Error handling and debugging techniques
- General:
- Design retry mechanisms with exponential backoff for transient failures. Implement circuit breakers for external dependencies. This is particularly helpful in distributed systems and prevents excessive load on the downstream component/service. This may not be applicable in all scenarios so do perform due diligence before adopting this design.
- Create fallback mechanisms for critical operations and maintain clear rollback procedures for failed transactions.
- Add input validation at all entry points.
- Ensure retryable operations are idempotent.
- Logging:
- Maintain a repository of saved Cloudwatch Log Insights queries. Use folders to group the queries
- Don't silence errors. Always log or handle appropriately.

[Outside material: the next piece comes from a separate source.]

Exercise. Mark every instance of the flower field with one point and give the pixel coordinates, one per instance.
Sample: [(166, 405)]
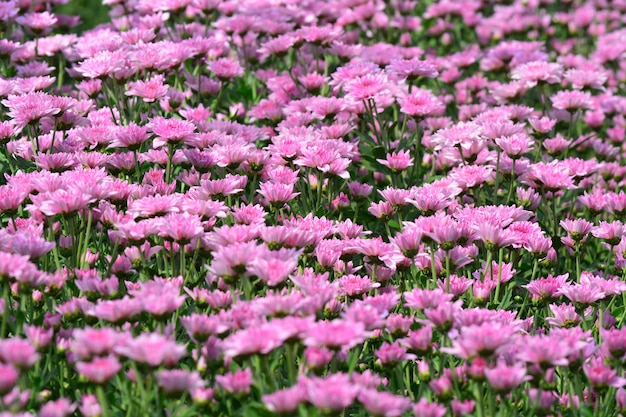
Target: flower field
[(313, 208)]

- Add a form of identification like correlation id or request id to the logs in addition to any other relevant context.
- Playbooks and runbooks:
- When writing playbooks, include clear actionable steps with permissions required, tools and expected outcomes.
- Include verification steps, rollback procedures, and links to relevant dashboards in playbooks and run books.
- Version playbooks and update them after incidents including the learnings and key insights.
- Tuning sampling rules:
- Implement dynamic sampling rules based on service criticality and traffic patterns.
- Set higher sampling rates for error conditions and business-critical paths.
- Review and adjust sampling rules regularly based on operational needs and cost considerations.
Code reviews and collaboration strategies
- Ticket elaboration:
- Identify Observability requirements as part of the feature elaboration process. This may include
- Impacted Stakeholders and related SLOs
- Required telemetry/signals
- Required alerts
- List of dashboards to be created or updated
- Identify Observability requirements as part of the feature elaboration process. This may include
- Blamesless retrospectives:
- After every incident, conduct a blameless retrospective to look for opportunities to improve processes or add automation. Always factor in cost of change and ensure you leave each post mortem exercise with at least one agreed upon actionable item which also has a timeline for completion associated with it.
- Operational Readiness Reviews:
- Participate in operational readiness reviews with the platform and operations team to identify gaps in observability posture - this can be a checklist and a mandatory exercise before deployments to production. For large organisations with multiple teams, to avoid this process becoming a bottleneck, conduct these periodically, per new feature and release cadence.
- Recommendations:
- Use a tool like AWS Systems Manager Incident Manager to help guide you through the post-incident analysis
- Refer the Operational Readiness Review for inspiration on questions to include in your operational readiness review checklist or process.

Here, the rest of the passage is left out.